By Commodore Goya, who looked up from a notebook computer locked between upthrust knees. “Lenson. How your men doing? The wounded?”

How had they become “his”? “Two are minor, torn ear and a defensive cut on the hand. The other's serious, but the surgeon says he'll make it.”

“You left
Shamal
off Ashaara City?”

“Yes sir. Dr. Henrickson and I helo'd back.”

“Where is she? Pierside?”

“No sir, but within visual range. Captain Geller's standing off to observe, pending orders. I told him to try to establish comms with the embassy. Serve as a relay, or a backup comm channel. Even VHF or a cell phone would put us ahead of the game.”

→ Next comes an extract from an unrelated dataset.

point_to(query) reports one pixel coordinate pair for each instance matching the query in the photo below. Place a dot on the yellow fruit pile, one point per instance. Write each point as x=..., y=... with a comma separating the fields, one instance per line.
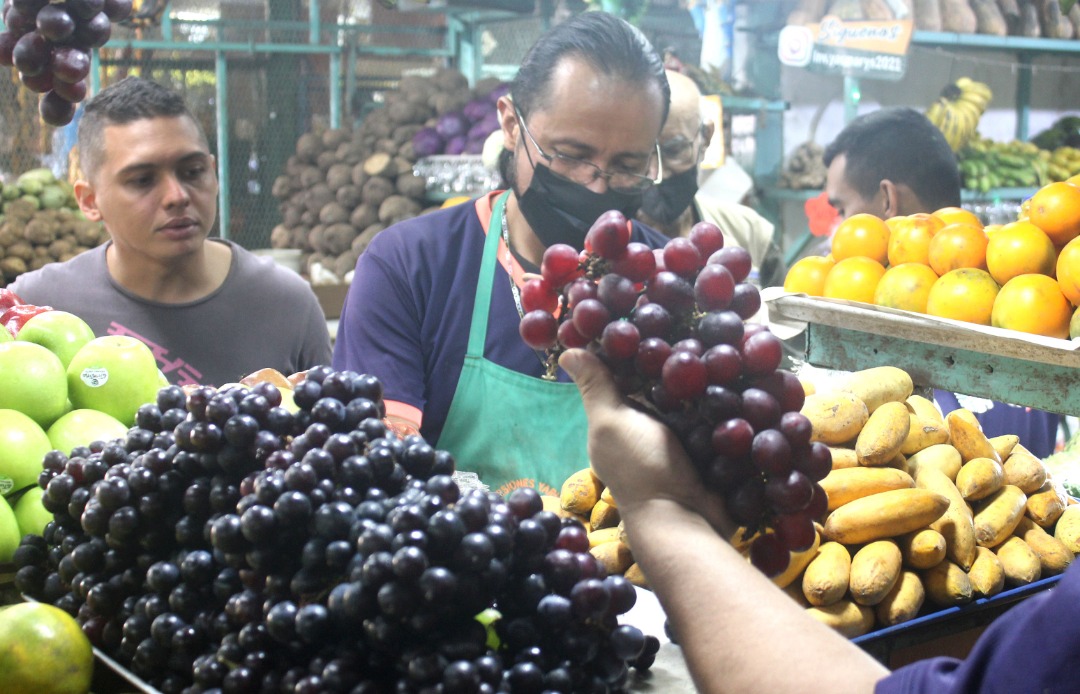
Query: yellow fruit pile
x=1024, y=275
x=922, y=508
x=584, y=498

“Okay, great. Question. Are you familiar with caps in geeks?”

That was what it sounded like, but Dan heard CAPS—the Crisis Action Planning System—in GCCS—the Global Command and Control System. “Yessir. At the Joint Staff College, then on the NSC staff.”

Goya's eyebrows rose. “You worked at the White House?”

“Yes sir.”

“Done any real-world crisis action planning?”

“The incursion into Syria after the embassy takeover in Cyprus. Arroyo Gold, the strike on Libya. Signal Mirror, in Iraq. Then in the Sit Room, for Eritrea.”

Goya reached above his head. “Mr. Wurtz there? I'd like to see him, if he has a moment.”